El demonio pone muchas trabas y te hace creer que lo mejor es desistir de esa idea, que ya es demasiado lo que hacemos o que ya lo haremos en un mañana incierto que puede nunca llegar. No caigamos en esa tentación, hay que dar el salto de la fe y lanzarse al vacío de la prueba, a entregarse a Dios a través de un compromiso concreto. Esto lo digo por los seglares que buscan la santidad, a través de su estado de vida, a la que todos estamos llamados. El sacerdote y los religiosos, en teoría, ya tienen o deberían tener el cauce idóneo para entregarse por completo y de una manera indivisa al Señor.

Si lo piensas fríamente puede a priori no resultar excesivamente atractivo visitar enfermos, acompañar a personas mayores, consolar a los presos…y un sinfín de colores del caleidoscopio de la caridad. El amor, en donde se produce el encuentro, es ingenioso y creativo. Dios está deseando que te entregues a Él a través del servicio al hermano que más lo necesita. Y te facilita las cosas, cincelando de dulzura aquello que en tu imaginación, la loca de la casa, se dibujaba desabrido. La vida cobra sentido cuando, insisto, por amor a Dios y tras meditarlo en la oración, decidimos dar el paso de entregar nuestra vida a la extensión de su Reino.
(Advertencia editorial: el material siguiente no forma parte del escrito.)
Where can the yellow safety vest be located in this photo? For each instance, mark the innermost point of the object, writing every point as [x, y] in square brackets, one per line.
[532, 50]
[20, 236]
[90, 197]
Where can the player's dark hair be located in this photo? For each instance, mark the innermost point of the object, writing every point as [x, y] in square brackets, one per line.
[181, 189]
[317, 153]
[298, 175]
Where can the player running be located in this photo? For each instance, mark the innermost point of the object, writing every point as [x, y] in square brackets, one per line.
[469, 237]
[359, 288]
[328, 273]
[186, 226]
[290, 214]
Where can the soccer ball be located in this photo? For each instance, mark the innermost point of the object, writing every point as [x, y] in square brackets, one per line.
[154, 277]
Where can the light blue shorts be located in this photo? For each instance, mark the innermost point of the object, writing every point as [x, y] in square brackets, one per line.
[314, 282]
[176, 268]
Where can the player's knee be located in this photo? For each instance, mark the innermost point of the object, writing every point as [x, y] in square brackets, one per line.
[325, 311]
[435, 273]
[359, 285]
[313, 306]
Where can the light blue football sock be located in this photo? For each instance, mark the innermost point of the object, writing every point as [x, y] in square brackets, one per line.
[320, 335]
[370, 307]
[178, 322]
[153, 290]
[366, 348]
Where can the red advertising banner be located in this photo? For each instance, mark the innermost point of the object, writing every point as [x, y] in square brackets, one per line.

Pero una vez lo logras e integras en tu vida el hábito de hacerlo, la transformación interior que produce es indescriptible. Las obras de caridad, las obras de amor servicio, aunque aparentemente no posean un ápice de brillo a los ojos del mundo cotizan muy alto para la vida eterna y ya otorgan un anticipo tan sabroso que tiene, en cierta manera, sabor de Cielo. Tu vida se ordena como un puzle seráfico y dejas de pensar en ti de manera desordenada y empiezas a amar al prójimo como a ti mismo. Por supuesto que sobre este camino de rosas de conformidad y senda llana entre flores, no faltarán espinas de dolor y pruebas punzantes, pero el Señor nos dará la fuerza para superarlas y el bálsamo de su gracia para perseverar raudamente en la autopista del bien emprendido que nos llevará al Cielo.

Por Javier Navascués

3 comentarios

  
Luis Fernando
Magnífica reflexión.
29/11/24 9:32 AM
  
Eufemio
Gracias, Javier, sigue obsequiándonos con perlas como esta. Un abrazo
29/11/24 11:54 AM
  
Manuel
La clave la verdadera felicidad, ojalá leyeran este artículo en todos los colegios.